My choice this month—since the times are so tumultuous, and because Kamala Harris is being dispatched yet again to make the Ukraine situation better—is a book calculated to cheer you up a bit. It is called The Storm Before the Calm by George Friedman.
This is not a Christian book, and so for the full impact of the “cheering up” effect, you should also we well grounded in all the postmill stuff we are putting out. But even given postmillennialism, it is still possible to wonder how these turbulent and chaotic times could possibly take a turn for the better. That is where this book comes in, and also works like The Fourth Turning, or Sir John Glubb’s The Fate of Empires.

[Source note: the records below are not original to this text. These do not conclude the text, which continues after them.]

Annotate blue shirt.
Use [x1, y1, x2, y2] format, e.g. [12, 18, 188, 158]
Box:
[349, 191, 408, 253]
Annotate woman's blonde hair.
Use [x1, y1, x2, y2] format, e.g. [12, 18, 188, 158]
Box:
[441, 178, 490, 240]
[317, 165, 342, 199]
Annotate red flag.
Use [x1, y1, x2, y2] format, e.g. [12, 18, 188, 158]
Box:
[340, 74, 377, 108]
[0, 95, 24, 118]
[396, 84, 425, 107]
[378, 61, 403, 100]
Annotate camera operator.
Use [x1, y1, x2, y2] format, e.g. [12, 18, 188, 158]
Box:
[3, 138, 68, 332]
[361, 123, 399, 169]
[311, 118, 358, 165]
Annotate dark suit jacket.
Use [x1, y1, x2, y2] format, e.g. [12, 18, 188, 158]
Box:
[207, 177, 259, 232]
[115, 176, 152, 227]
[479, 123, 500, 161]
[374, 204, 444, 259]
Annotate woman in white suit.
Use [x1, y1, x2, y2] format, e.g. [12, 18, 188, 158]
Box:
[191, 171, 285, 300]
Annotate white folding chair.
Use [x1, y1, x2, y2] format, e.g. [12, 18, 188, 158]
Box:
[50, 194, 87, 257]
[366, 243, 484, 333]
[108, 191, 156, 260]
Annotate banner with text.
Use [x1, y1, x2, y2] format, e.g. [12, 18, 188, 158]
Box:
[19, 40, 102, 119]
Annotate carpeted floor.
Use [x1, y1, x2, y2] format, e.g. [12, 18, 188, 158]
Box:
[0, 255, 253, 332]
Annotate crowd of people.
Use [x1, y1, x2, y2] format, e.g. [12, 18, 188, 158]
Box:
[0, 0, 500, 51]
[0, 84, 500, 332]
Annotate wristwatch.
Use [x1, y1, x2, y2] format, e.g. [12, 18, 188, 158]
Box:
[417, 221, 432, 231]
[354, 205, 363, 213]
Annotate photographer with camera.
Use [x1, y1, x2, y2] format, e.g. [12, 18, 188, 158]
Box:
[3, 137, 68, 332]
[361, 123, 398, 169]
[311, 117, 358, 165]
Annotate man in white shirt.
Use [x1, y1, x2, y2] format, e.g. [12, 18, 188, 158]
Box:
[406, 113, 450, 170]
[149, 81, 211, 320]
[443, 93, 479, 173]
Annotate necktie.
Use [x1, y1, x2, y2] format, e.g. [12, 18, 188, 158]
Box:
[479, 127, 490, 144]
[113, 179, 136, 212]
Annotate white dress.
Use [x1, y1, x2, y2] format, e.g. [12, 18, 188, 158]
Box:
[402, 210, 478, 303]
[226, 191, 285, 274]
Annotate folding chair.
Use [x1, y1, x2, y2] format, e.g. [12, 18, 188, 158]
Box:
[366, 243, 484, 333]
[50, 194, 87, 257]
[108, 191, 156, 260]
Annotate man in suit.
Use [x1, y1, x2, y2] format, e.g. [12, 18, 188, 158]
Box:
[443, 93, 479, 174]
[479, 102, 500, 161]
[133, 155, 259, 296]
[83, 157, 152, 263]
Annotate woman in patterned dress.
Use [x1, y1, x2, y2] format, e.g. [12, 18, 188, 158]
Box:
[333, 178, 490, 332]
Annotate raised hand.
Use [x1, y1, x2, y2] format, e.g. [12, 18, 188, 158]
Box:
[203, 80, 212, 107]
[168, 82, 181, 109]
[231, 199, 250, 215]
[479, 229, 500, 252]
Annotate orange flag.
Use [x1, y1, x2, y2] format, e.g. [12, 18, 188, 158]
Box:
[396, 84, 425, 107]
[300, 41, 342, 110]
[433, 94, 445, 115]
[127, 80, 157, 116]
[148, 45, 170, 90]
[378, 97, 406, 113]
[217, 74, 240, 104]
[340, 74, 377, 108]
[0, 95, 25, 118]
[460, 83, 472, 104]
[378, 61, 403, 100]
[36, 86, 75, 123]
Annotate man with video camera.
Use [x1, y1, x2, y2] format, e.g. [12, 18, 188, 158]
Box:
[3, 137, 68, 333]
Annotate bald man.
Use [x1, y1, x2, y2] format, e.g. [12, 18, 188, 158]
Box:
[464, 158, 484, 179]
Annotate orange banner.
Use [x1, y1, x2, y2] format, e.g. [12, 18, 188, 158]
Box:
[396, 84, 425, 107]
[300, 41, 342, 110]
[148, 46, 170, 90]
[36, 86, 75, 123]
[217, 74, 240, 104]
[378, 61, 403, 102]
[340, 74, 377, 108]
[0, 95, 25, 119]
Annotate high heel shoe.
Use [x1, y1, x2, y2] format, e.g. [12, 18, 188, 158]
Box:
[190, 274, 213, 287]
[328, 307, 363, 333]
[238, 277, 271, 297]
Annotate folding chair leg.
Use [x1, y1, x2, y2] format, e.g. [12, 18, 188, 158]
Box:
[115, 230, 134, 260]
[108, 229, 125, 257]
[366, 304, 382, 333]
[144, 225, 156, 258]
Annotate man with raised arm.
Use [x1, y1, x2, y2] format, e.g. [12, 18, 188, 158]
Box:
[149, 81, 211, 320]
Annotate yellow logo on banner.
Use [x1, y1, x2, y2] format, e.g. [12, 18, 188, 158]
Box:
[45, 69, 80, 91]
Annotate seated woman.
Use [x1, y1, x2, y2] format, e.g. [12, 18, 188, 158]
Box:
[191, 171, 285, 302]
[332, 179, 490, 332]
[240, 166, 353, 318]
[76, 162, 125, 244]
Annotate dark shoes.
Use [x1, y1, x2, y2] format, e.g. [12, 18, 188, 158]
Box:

The basic idea in all these works is that human societies have lifespans, just like humans do.. We rotate through infancy, youth, middle age, and old age, just like individuals do. The Fourth Turning argues that the unit of longevity comes from the Romans, and is called a saeculum, and it is basically eighty years. Each cycle terminates in a crisis. From the War for Independence to the Civil War was eighty years. From the Civil War to World War II was eighty years. And eighty years from WW2 is . . . now.
This book by Friedman agrees with that cycle, what he calls the institutional cycle, but also argues that there is another cycle running alongside that one which he calls the socio-economic cycle. This cycle is a fifty year cycle, and he says that the trough of both kinds of cycles is right now, in the 2020’s. But after this dismal decade, he predicts that all the puppies and kittens will come out to play.
The danger in this kind of thing is that it might provoke some to become fatalistic. But for most of us, there is at least mild encouragement here. Human history is absolutely crammed with rough spots, and we shouldn’t take fright over the one we are in. Alarums are not all that unusual, and books like this one help you to zoom out.